While you can get by with the janky email-and-google-docs setup, most companies do end up building or running some sort of webform that stores templates for the initial email and takes care of some of the paging mechanisms. It might also have added features like prepopulating a GoogleDoc and Slack channel. For a good all-in-one cloud solution, check out the LIR product.
If possible, avoid hosting response channels on your own infrastructure.
There are nearly a half dozen ostensible incident roles, but of them,__ only the incident commander is strictly necessary__.
The incident commander is responsible for guiding an incident to its resolution, managing the plan, communication, and people involved. While the role actually requires very little technical knowledge and should NOT be hands-on-keyboard, the incident commander is usually a senior individual contributor who knows who is who in the org, and can command respect and trust.
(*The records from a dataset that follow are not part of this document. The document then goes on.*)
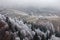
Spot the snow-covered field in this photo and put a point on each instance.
(21, 30)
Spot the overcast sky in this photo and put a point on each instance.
(38, 3)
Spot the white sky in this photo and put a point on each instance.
(40, 3)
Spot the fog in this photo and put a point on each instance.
(33, 3)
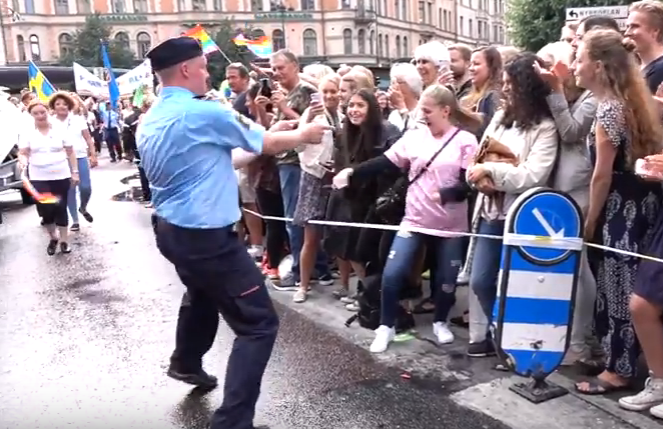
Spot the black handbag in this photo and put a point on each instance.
(390, 206)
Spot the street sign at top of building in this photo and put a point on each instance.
(618, 13)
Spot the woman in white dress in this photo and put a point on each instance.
(51, 163)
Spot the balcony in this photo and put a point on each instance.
(363, 16)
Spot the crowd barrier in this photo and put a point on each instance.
(533, 314)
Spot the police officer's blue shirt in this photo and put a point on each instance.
(185, 148)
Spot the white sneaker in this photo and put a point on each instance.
(383, 336)
(443, 333)
(255, 251)
(300, 296)
(650, 396)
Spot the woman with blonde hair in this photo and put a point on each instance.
(315, 161)
(436, 157)
(48, 153)
(67, 115)
(574, 110)
(622, 206)
(486, 74)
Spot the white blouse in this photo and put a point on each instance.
(48, 158)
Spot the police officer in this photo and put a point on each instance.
(185, 146)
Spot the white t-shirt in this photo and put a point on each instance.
(48, 159)
(73, 128)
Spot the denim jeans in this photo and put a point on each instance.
(84, 189)
(289, 176)
(483, 278)
(448, 253)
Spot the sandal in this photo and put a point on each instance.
(596, 386)
(423, 307)
(52, 245)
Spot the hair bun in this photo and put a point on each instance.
(628, 44)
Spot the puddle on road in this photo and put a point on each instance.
(131, 194)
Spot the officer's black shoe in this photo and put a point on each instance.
(200, 378)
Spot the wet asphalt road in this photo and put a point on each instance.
(85, 340)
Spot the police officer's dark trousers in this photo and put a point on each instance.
(220, 277)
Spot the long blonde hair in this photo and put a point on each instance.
(620, 75)
(461, 116)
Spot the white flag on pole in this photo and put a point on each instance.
(135, 78)
(89, 84)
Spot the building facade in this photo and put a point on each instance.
(368, 32)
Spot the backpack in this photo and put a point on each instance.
(370, 302)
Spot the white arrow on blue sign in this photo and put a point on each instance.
(536, 287)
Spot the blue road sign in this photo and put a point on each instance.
(539, 268)
(547, 214)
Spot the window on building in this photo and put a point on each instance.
(140, 6)
(278, 40)
(387, 51)
(62, 7)
(361, 40)
(371, 43)
(35, 50)
(347, 41)
(20, 48)
(310, 40)
(380, 45)
(65, 42)
(119, 6)
(83, 6)
(143, 44)
(122, 39)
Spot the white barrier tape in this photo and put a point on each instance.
(563, 243)
(567, 243)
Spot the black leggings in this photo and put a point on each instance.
(276, 237)
(54, 213)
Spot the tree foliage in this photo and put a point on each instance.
(223, 34)
(534, 23)
(87, 46)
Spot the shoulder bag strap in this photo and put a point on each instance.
(430, 161)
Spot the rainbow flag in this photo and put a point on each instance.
(261, 47)
(198, 32)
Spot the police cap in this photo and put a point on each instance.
(174, 51)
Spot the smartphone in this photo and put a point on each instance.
(265, 88)
(642, 170)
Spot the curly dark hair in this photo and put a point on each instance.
(526, 104)
(358, 142)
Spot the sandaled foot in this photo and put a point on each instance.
(52, 245)
(597, 386)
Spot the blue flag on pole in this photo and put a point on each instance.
(113, 89)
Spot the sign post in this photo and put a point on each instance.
(533, 313)
(618, 13)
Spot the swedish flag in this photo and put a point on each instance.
(38, 83)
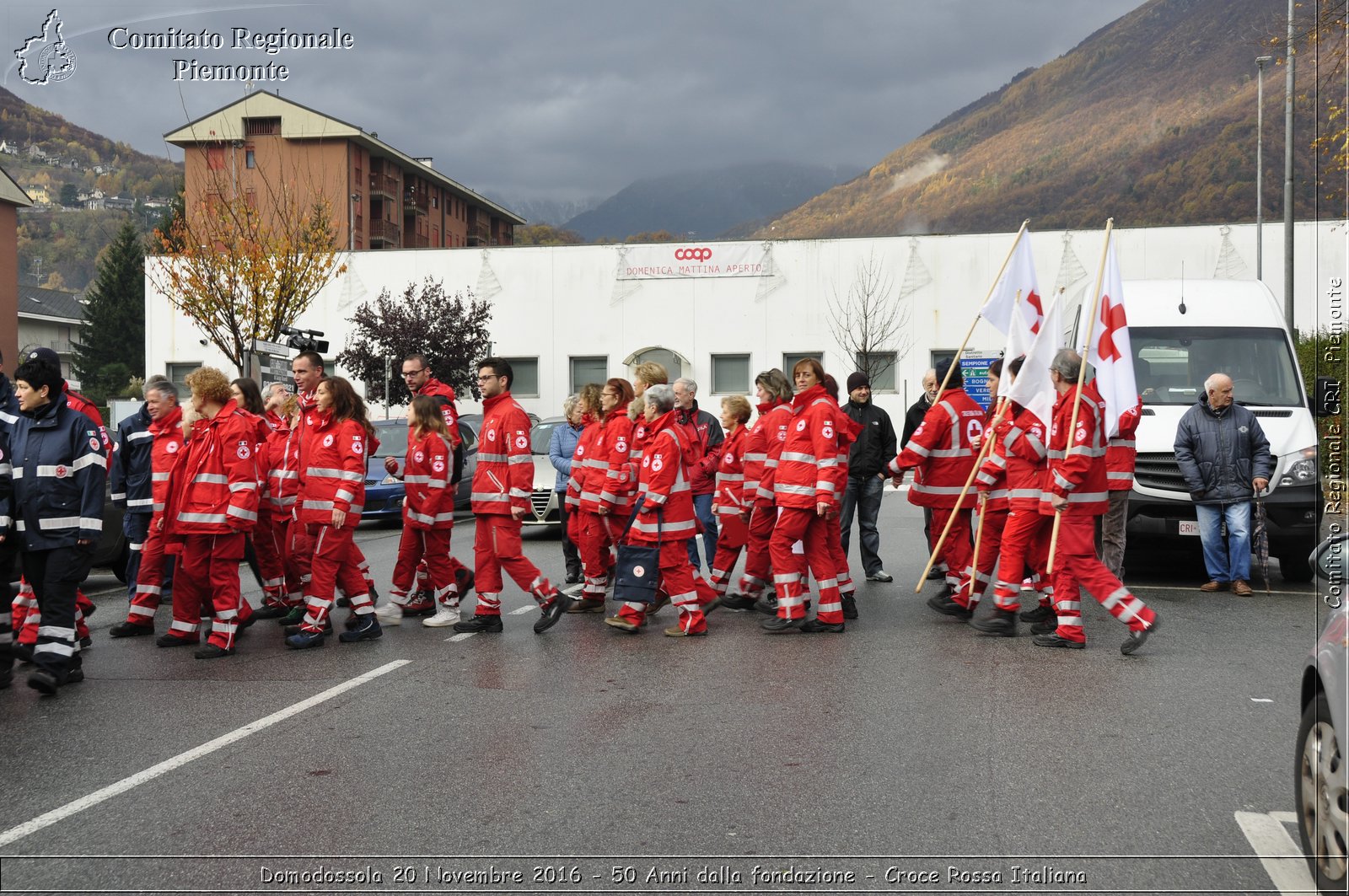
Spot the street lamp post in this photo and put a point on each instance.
(1260, 64)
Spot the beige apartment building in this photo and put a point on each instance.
(267, 146)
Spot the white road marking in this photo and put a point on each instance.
(1282, 858)
(62, 813)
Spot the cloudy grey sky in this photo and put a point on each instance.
(552, 100)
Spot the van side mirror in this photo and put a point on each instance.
(1328, 397)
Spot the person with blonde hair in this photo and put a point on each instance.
(212, 507)
(428, 516)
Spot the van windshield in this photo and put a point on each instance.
(1171, 368)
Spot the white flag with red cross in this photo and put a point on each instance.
(1110, 348)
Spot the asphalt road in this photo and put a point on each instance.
(908, 749)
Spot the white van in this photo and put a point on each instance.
(1184, 331)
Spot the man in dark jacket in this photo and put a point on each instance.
(1225, 460)
(705, 432)
(874, 448)
(57, 513)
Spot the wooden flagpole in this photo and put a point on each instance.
(975, 321)
(1083, 374)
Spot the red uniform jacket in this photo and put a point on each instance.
(584, 485)
(663, 486)
(332, 475)
(505, 475)
(942, 451)
(617, 487)
(809, 466)
(213, 489)
(1077, 464)
(165, 451)
(431, 502)
(283, 469)
(730, 498)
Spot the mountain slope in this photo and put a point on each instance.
(706, 202)
(1150, 119)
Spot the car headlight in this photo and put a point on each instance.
(1302, 471)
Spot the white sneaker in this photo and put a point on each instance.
(444, 615)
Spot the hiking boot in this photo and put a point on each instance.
(551, 614)
(1002, 622)
(1137, 639)
(481, 622)
(366, 629)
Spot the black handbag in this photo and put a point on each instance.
(637, 574)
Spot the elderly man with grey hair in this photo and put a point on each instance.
(1225, 460)
(705, 433)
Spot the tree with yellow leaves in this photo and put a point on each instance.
(243, 269)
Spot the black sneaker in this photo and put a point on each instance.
(946, 605)
(737, 602)
(552, 613)
(130, 630)
(777, 625)
(1038, 614)
(1002, 622)
(1137, 639)
(1056, 641)
(1045, 626)
(366, 629)
(481, 622)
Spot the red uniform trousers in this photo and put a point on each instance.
(1024, 550)
(148, 581)
(595, 543)
(991, 540)
(497, 545)
(814, 530)
(26, 619)
(271, 561)
(733, 537)
(336, 564)
(1076, 564)
(759, 564)
(957, 550)
(429, 548)
(208, 572)
(687, 593)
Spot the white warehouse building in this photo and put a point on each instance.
(722, 312)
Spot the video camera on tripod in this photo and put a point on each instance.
(303, 341)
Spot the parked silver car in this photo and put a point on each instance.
(1322, 781)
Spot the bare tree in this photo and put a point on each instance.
(872, 321)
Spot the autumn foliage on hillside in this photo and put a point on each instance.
(1151, 121)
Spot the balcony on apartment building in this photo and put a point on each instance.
(384, 233)
(384, 186)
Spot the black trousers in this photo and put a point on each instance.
(570, 552)
(56, 577)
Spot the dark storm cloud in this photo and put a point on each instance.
(567, 100)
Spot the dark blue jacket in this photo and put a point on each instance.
(58, 473)
(1221, 453)
(130, 469)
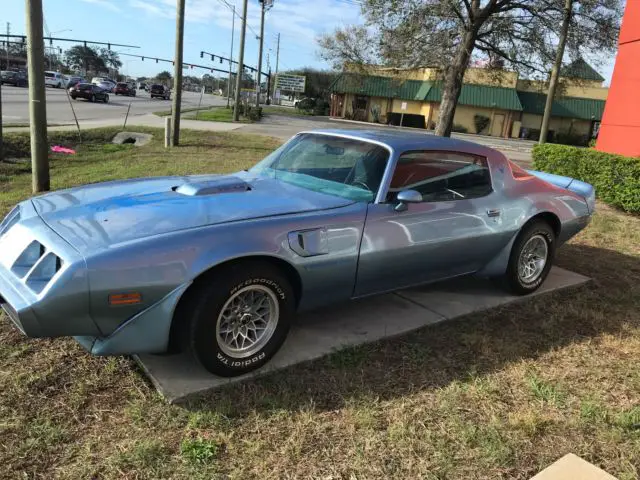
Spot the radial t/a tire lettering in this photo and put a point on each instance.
(531, 258)
(238, 318)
The initial incident email should be distributed as widely as possible. In a decade in the industry, Kevin has seen many incidents fail to receive appropriate attention due to lack of an email declaring the incident. On the other hand, he’s rarely seen incidents made worse due to such an email. If you’re concerned about security, you can always leave sensitive details out of the message.
The initial email should communicate:
- what the issue is
- the severity of the issue
- how far along you are in response to the issue
- who is managing the response coordination
- where the team is coordinating
- who else is involved and in what capacity.
This may seem very formulaic and prescribed, but good communication habits allow for flexibility during the response, even before developing a formal process. Every recipient should understand what the severities mean, from a mild “temporary internal outage,” to a severe “the future of the company is at stake” crisis.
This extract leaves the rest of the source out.